My first visit to Excelsior Brewing on the far west side of the Twin Cities didn’t allow me much time to investigate the place. What I did learn, however, was that the brewery is beloved, especially by locals, and that people arrive by bus load to check out the operation.
But to anyone who has visited, it is also evident that Excelsior didn’t exactly have an inviting taproom in mind within the build of their production-focused brewery:

I am happy to announce that since Tuesday, sledge hammers have been flying in preparation for the brewery to expand into the rest of the oblong building. This change will roughly quadruple their space and will include a taproom. I had the opportunity to witness some walls coming down on day one of demolishment.


They have quite the project ahead of them.
The building, which was once a car dealership and body shop, has been used for multiple purposes over the years. After my quick evaluation, I’m guessing that one of those purposes was testing flooring, paint, wallpaper, and crown molding options.
Despite the dated and patchworky decor, It is very possible to envision a summer patio, an inviting taproom, and a seriously huge brewhouse and bottling line.

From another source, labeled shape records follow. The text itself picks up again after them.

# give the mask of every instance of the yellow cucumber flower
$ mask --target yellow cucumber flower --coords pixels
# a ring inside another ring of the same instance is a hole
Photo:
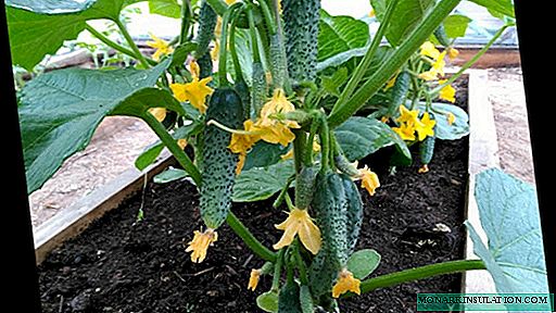
[[[375,190],[380,187],[377,173],[370,171],[367,165],[359,168],[361,187],[367,189],[370,196],[375,196]]]
[[[206,112],[206,97],[213,93],[213,88],[206,86],[213,78],[206,77],[199,80],[198,77],[193,77],[193,82],[186,84],[170,84],[169,89],[174,93],[174,97],[180,102],[189,101],[199,112]]]
[[[251,275],[249,276],[248,289],[251,289],[251,291],[255,291],[256,285],[258,285],[260,278],[261,278],[261,270],[251,270]]]
[[[425,43],[421,45],[419,53],[432,60],[437,60],[440,57],[440,51],[434,47],[434,43],[430,41],[425,41]]]
[[[151,113],[159,122],[162,122],[164,118],[166,118],[166,108],[151,108],[149,109],[149,113]]]
[[[338,280],[336,285],[332,287],[332,297],[338,298],[340,295],[345,293],[346,291],[352,291],[354,293],[361,295],[361,280],[353,277],[353,274],[346,268],[342,270],[338,276]]]
[[[212,228],[206,228],[203,233],[193,231],[193,240],[188,242],[186,252],[191,253],[191,262],[201,263],[206,258],[206,250],[214,241],[218,240],[218,234]]]
[[[439,85],[446,83],[446,79],[440,79]],[[450,101],[452,103],[456,102],[456,89],[452,87],[452,85],[446,85],[444,88],[440,90],[439,98]]]
[[[417,130],[418,140],[422,141],[427,136],[434,136],[434,125],[437,124],[437,121],[431,120],[429,112],[425,112],[422,114],[421,123],[417,124],[415,127],[415,130]]]
[[[452,124],[454,124],[454,122],[456,122],[456,116],[452,112],[448,112],[447,113],[447,125],[452,125]]]
[[[303,243],[311,253],[317,254],[321,243],[320,229],[313,223],[313,218],[308,215],[307,210],[295,208],[288,214],[289,216],[286,221],[275,225],[277,229],[283,230],[283,235],[273,248],[279,250],[286,246],[290,246],[295,235],[299,235],[301,243]]]
[[[459,55],[459,51],[456,49],[456,48],[447,48],[447,58],[450,59],[450,61],[454,61],[457,55]]]
[[[154,59],[154,61],[159,61],[163,54],[168,55],[172,52],[174,52],[174,48],[172,48],[167,41],[152,35],[152,34],[149,34],[149,35],[151,36],[153,41],[147,41],[147,46],[156,49],[154,51],[154,53],[152,54],[152,59]]]

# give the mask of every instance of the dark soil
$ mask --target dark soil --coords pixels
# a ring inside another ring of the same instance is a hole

New expansions are taking place within the beer itself, too, from their very popular winter seasonal, the Oar Lock Stout, to the prospective increase in cask production including pins, firkins, and kilderkins. Keep your ears open for the potential series of Firkin Thursdays at the brewery.
Currently in the works are pins of stout for Firkin Fest aged on cacao, hand-harvested spruce tips, and organic vanilla.

I chatted with head brewer Bob DuVernois and assistant brewer Niles Lewin about their upcoming beers. Bob, who is very experienced with cask after years at St. Paul’s Great Waters, is excited about the opportunity to cask the stout using different ingredients. Although the spruce tips will come from out of state this season, in the spring he plans to harvest the tips himself.

During my visit I enjoyed the second iteration of their annual brew, Mr. Jimmy’s. Named after a former Excelsior resident, it is a dark ale aged on cacao nibs and tart cherries. The cherry flavor comes through nicely with a hint of chocolate that hits the palate a bit later.

Although there is no doubt that this taproom is booming in the summer as compared to the below-zero day that I visited, the brewery has many upcoming events and has a presence at all local beer festivals.

And while you’re waiting for the expansion to be complete, which hopefully will fall in mid-April, many of Excelsior’s brews are available in bottles around the Twin Cities including their regulars and their winter seasonal.
Try the XLCR pale, Big Island Blond, and Bitteschlappe Brown to keep warm until spring.
Thanks to the brewers and construction staff who let me party crash for a bit, and best of luck with the new digs.